Gaetano Pandolfo

Gaetano Pandolfo

Enviar
Jueves 27 Marzo, 2008

Nota de Tano

Gaetano Pandolfo
[email protected]

El presidente de la República, don Oscar Arias, se quedó esperando alguna respuesta del presidente del Comité Olímpico Internacional, Jacques Rogge, a la misiva que le envió hace ya bastante rato, en la que le externó su preocupación por la crisis que padece el olimpismo costarricense.
El ex funcionario del Comité Olímpico Nacional, Danny Valverde, espera con paciencia de franciscano que la acción penal que presentó en los tribunales de justicia contra acciones del ex presidente del CON, Jorge Nery Carvajal, se tramiten y por lo menos se dé una notificación al demandado. En esto lleva gastadas tres hamacas.
El licenciado Luis Peraza presentó un recurso a la Sala Constitucional para que resuelva y les aclare a los costarricenses, si la famosa Carta Olímpica a la que se aferra Nery para seguir en su cargo, está por encima de la Constitución y las leyes de nuestra Patria.
El abogado ya ha gastado dos hamacas.
A este son es que baila Costa Rica; nada de pasodoble, ágil en los desplazamientos y rápido. Nos movemos a ritmo de bolero lento.
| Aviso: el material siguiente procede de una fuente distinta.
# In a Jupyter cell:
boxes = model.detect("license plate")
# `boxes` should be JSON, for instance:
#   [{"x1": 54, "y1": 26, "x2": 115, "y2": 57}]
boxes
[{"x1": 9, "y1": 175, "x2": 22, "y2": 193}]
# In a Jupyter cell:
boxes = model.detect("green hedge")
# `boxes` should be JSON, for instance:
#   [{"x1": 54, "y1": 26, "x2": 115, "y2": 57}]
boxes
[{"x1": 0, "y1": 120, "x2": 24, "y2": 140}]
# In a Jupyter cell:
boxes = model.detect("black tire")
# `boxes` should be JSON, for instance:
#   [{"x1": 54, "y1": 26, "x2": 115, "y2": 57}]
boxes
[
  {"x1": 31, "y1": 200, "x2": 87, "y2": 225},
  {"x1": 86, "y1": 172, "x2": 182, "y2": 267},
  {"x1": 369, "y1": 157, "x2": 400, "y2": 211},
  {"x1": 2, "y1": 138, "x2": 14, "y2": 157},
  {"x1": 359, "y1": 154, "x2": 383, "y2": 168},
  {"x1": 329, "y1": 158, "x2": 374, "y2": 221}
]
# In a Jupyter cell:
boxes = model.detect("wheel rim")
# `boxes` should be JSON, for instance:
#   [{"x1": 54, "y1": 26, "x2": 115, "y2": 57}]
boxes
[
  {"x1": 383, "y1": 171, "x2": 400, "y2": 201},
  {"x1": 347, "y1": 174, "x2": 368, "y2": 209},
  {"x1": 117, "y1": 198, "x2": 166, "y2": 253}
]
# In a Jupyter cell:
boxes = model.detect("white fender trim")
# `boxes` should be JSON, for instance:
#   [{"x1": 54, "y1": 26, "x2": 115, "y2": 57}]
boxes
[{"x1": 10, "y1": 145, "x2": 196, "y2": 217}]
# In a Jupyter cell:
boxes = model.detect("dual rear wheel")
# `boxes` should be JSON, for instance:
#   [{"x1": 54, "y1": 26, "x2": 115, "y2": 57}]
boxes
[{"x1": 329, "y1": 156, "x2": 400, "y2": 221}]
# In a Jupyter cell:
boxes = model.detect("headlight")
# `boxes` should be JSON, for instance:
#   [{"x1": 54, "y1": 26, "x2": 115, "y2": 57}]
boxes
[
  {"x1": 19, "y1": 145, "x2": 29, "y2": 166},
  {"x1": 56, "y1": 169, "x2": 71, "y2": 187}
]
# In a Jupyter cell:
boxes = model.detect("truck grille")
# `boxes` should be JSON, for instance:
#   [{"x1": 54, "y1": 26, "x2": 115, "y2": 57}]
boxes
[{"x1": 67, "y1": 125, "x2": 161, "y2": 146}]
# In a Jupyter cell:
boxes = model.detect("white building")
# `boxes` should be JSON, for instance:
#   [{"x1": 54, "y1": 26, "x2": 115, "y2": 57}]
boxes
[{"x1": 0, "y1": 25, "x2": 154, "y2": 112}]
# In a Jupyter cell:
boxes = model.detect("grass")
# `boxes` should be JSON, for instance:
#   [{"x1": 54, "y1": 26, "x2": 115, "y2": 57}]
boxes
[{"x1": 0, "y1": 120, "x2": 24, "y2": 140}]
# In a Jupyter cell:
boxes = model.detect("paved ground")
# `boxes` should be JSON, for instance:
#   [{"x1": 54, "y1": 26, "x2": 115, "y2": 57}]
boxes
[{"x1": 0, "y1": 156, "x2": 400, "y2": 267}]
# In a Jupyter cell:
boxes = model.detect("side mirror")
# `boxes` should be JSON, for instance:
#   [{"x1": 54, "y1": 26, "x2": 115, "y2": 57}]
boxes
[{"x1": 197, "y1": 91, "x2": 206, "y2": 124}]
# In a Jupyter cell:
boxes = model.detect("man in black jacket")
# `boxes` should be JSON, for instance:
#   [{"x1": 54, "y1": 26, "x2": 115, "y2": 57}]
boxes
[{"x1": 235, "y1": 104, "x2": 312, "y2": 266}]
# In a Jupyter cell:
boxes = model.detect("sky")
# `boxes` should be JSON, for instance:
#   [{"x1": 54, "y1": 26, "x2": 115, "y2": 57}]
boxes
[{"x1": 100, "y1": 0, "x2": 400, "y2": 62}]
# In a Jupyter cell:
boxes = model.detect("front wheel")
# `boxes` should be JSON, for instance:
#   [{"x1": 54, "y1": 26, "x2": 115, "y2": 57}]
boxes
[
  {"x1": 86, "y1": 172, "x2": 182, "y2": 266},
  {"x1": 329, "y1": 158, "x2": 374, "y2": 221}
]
Tiene mucho más velocidad un bolero de Nat King Cole que la justicia y la burocracia costarricenses.
A Henry Núñez, nuevo presidente del Comité Olímpico Nacional, don Miguel Agüero, editor de La Machaca, puede otorgarle sin recelo, las cajitas blancas de abril, mayo y junio, con fotos de Nery, Pearson y Lobo en cada una de ellas, tras sus declaraciones después de que resultó electo.
“Confío en que Jorge Nery acepte los acuerdos de esta Asamblea”. Primera cajita.
“Mañana mismo (ayer), me presentaré en las instalaciones del CON en Coronado y empezaré a trabajar en mi nuevo mandato”. Segunda caja.
“Enviaremos al COI toda la documentación de nuestra Asamblea y estamos seguros de que nos van a respaldar y reconocer”. Cajita número tres.
Ahora, hablando en serio, aparte del rosario de boletines y comunicados que se disparan desde las oficinas centrales del CON, es urgente preguntarse por qué el Comité Olímpico Internacional, con los platales que tiene y derrocha y enterado como está de la crisis que sufre el olimpismo costarricense, en tanto tiempo no haya enviado un emisario o un delegado oficial a supervisar y enterarse en el propio terreno del asunto.
El COI se ha pasado por el tras… te, no solo la misiva del Presidente de la República, sino decenas de denuncias de hechos anómalos realizados por la cúpula olímpica, que varios de los dirigentes disidentes pusieron en sus propias manos en instancias regionales como la ODEPA en México.
El hecho de que en la Asamblea del pasado martes no haya estado presente un supervisor del COI, es un punto que favorece enormemente a Carvajal Castro.
¿Por qué el COI no envió a nadie?
La gente decente metida en el deporte costarricense se sabe de memoria la respuesta; tiene que ver con protección entre ellos. Entonces, el asunto apenas comienza.